Thiamassas vient de l’appellation sérère « Thièm a saass », les vaguelettes salées. Elle est aussi dénommée « A mbel ala na muc ala », la rivière de la grâce. Cette dénomination fait également référence aux « Sund ke Jegem », les guerriers de Djigème qui s’y réfugiaient pour se préparer au combat. À cette époque, Nianing, Mbour, Sandiara et Thiadiaye faisaient partie du royaume du Djigème.
D’après les récits des anciens, il ne fallait pas rester à la même place dans ce lieu car la terre se mouvait, mais quiconque le traversait était sauvé.
Nous aurions aimé vous parler de la datation de Thiamassas, mais celle-ci est controversée : elle est estimée à la période du néolithique par certains chercheurs, tandis que d’autres la date de la période du paléolithique supérieur. Des armes en silex datant d’environ 100 000 ans y auraient été découvertes.

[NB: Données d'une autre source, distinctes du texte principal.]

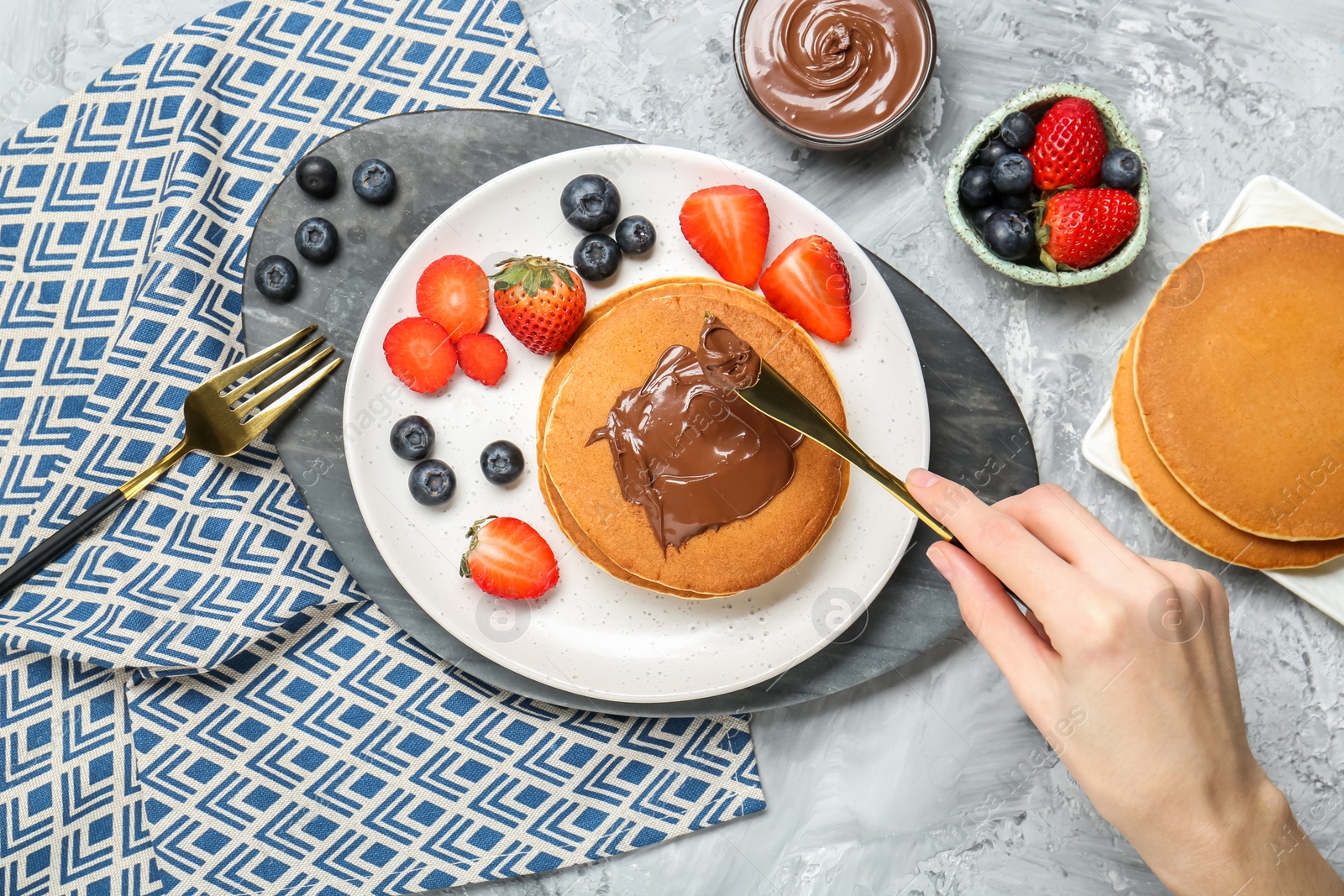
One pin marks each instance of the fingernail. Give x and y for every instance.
(922, 479)
(938, 559)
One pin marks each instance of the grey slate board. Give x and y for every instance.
(979, 434)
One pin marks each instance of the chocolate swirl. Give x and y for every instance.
(690, 452)
(837, 67)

Plus récemment, des fouilles archéologiques ont été effectuées par des étudiants de l’Université Cheikh Anta Diop, mais nous ne disposons pas d’éléments suffisants, les fouilles auraient été arrêtées faute de moyens. Mais le seul fait de les évoquer peut attirer l’attention sur l’importance du site et l’intérêt de le revaloriser pour le tourisme.
Une histoire de djinn et de pangol
Ainsi nous vous raconterons une autre histoire parmi tant d’autres, loin du regard scientifique, à partir des récits des anciens du village.
Selon ces derniers, le site de Thiamassas abritait un djinn ainsi qu’un fangool, singulier de pangool. Les djinns sont des créatures surnaturelles vivant dans la brousse ou à proximité des hommes, en général dans des arbres symboliques comme les grands baobabs et les grands tamarinier. Généralement ils sont invisibles, mais peuvent se rendre visibles en prenant différentes formes humaines, animales ou végétales. Il paraît qu’ils sont capables d’influencer les hommes, que ça soit mentalement ou physiquement.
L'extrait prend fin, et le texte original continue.